Japanese Patent Application Publication No. 2011-72052 (JP 2011-72052 A) describes a stator having a stator core in which slots are formed, and a stator coil formed by a flat wire coated with an insulating layer being wound in a distributed manner in the slots. With the flat wire described in JP 2011-72052 A, the insulating layer on a surface contacting an adjacent flat wire in the radial direction in the slots is thin, so the in-slot space factor of the stator coil is increased. In addition, the insulating layer of the surface that contacts the stator core is thick, so insulation performance is ensured.
Japanese Patent Application Publication No. 2011-72071 (JP 2011-72071 A) describes a stator having a stator core in which slots are formed, and a stator, coil formed by a flat wire coated with an insulated layer being wound in a distributed manner in the slots. With the flat wire described in JP 2011-72071 A, a surface is coated with an insulating layer, and a coil insulating portion is attached to a portion that is adjacent to a different phase coil at the coil end, so interphase insulation is ensured.
The flat wire that is adjacent in the radial direction in the same slot is the same phase, so the insulating layer is able to be made thin as long as it is thick enough to provide insulation performance that prevents a short between these flat wires, i.e., as long as it is thick enough to ensure interphase insulation. However, in a polyphase stator coil formed by the flat wire being wound, flat wires with different phases are adjacent to one another at coil end portions that are exposed from the slots, so the insulating layer of the flat wire must be of a thickness that takes into account the potential difference among phases, i.e., must be thick enough to ensure interphase insulation. Therefore, the entire flat wire is coated with a comparatively thick insulating layer that takes into account a high potential difference among different phases, and this insulating layer thickness ends up impeding improvement of the in-slot space factor of the stator coil, which is problematic. If improvement of the in-slot space factor of the stator coil is limited, a reduction in motor size and improvements in motor output characteristics cannot be expected.

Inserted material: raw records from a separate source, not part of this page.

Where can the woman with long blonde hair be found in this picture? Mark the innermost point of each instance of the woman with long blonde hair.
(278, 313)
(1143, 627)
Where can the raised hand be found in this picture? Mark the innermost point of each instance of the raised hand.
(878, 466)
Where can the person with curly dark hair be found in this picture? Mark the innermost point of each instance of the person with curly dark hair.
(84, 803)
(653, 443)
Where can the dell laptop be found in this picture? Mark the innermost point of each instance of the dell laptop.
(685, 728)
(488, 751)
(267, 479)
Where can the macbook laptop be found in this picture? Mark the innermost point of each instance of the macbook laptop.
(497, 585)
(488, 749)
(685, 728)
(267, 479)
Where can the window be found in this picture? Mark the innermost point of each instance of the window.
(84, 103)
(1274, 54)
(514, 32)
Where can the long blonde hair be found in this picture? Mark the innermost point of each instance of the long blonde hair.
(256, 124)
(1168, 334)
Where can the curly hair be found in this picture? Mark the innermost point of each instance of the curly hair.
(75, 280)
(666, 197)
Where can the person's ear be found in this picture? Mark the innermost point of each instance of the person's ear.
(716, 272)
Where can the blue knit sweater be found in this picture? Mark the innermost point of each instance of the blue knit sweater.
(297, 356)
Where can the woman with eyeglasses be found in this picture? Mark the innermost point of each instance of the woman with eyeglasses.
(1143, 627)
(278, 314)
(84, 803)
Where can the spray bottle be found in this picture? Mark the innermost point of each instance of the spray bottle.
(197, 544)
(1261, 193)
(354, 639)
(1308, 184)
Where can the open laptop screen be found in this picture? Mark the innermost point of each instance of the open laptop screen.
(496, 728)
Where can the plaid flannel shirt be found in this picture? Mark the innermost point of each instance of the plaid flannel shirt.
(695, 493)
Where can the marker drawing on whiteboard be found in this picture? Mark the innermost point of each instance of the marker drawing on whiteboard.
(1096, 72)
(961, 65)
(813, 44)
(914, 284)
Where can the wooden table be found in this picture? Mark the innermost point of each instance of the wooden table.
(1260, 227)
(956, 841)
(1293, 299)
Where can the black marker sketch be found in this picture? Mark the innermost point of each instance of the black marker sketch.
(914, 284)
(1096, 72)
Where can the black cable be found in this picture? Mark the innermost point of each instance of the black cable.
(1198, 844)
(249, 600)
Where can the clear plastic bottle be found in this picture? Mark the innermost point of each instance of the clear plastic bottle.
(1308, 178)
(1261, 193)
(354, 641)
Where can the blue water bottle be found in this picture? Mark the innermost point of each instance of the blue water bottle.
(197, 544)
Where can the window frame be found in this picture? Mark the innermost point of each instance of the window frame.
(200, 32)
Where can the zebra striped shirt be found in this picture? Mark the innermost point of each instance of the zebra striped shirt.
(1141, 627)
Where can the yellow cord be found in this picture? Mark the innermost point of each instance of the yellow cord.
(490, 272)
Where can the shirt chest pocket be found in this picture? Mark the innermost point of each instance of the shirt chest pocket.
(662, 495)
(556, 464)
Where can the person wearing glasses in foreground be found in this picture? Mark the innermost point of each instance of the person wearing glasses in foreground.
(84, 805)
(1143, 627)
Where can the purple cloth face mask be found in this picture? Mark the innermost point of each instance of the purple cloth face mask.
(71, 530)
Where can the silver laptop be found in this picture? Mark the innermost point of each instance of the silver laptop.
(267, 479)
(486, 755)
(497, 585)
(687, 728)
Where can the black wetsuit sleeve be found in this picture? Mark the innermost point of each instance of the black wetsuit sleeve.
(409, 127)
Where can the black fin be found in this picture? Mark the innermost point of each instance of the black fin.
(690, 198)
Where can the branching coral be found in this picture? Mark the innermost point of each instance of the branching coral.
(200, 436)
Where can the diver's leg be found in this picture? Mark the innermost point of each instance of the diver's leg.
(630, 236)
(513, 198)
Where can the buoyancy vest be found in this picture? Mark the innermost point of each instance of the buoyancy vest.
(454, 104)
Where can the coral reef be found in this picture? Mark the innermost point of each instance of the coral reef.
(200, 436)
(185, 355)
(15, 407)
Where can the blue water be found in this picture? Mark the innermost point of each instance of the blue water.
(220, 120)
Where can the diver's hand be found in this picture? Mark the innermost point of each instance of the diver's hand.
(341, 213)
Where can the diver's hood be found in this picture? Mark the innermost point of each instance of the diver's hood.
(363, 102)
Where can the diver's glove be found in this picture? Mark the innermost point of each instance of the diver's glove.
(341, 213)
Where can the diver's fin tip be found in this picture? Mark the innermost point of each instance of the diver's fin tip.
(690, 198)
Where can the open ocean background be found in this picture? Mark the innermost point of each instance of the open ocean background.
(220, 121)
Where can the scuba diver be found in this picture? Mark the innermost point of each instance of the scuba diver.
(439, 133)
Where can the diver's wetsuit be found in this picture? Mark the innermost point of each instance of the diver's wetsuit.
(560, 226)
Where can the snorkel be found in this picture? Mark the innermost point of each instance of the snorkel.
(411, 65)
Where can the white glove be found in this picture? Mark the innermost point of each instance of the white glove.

One conceivable way of handling this is to attach a coil insulated portion corresponding to the interphase insulation only to a portion near an area between different-phase flat wires at the coil end, as in JP 2011-72071 A. However, a coil insulating member is a separate member that is different from the flat wire, so even if it is attached, there will end up being a gap between these members, so the insulation performance may end up decreasing. On one hand, if an attempt is made to improve adhesion between the two by eliminating this gap, assemblability in a coil insulating member attaching process may decrease. In addition, during attachment, the insulating layer applied to the flat wire may be damaged by a coil attaching member, and as a result, insulation performance may end up decreasing.